# CSM

## Seminar

### The profile of a relational structure

Meeting Room 3, CMS

#### Abstract

A relational structure is a set carrying a collection of relations with specified arities. Graphs, partial orders, circular orders, etc. are examples. The age of an infinite relational structure is the class of all finite structures embeddable into it, and the profile is the sequence (f0,f1,f2,...), where fn is the number of n-element structures in the age, up to isomorphism.

Quite a lot is known about the rate of growth of the profile; much less about "local" inequalities relating individual values of fn for different n. It is known that fn<=f{n+1}. There are two proofs, one using finite combinatorics and linear algebra, the other using Ramsey's Theorem.

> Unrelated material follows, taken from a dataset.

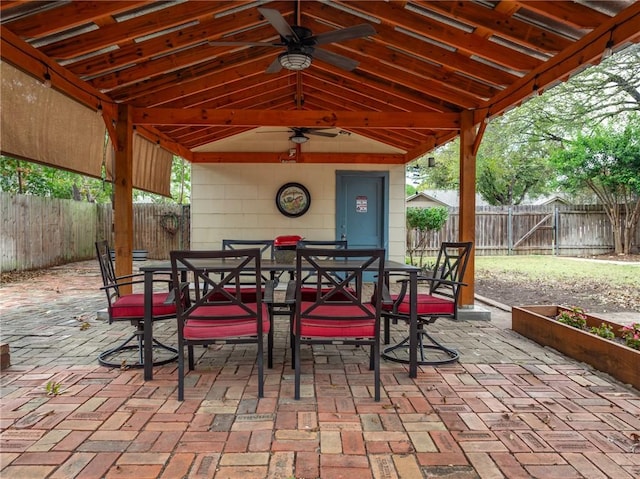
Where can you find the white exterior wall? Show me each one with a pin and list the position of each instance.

There is a commutative associative graded algebra, the age algebra, whose Hilbert series is the generating function of the profile. Recently, Maurice Pouzet showed that, if the age of R cannot be made smaller by deleting a point, then the age algebra is an integral domain. It follows, using dimension theory, that f{m+n}>=fm+fn-1. A further conjecture on the age algebra would imply that, under the same assumption, g{m+n}>=gm+gn-1, where gn=f{n+1}-fn.

All these results apply to the situation where G is an infinite permutation group on a set Omega, and fn is the number of G-orbits on the set of n-element subsets of Omega. The assumption in the preceding paragraph translates into the condition that G has no finite orbits on Omega.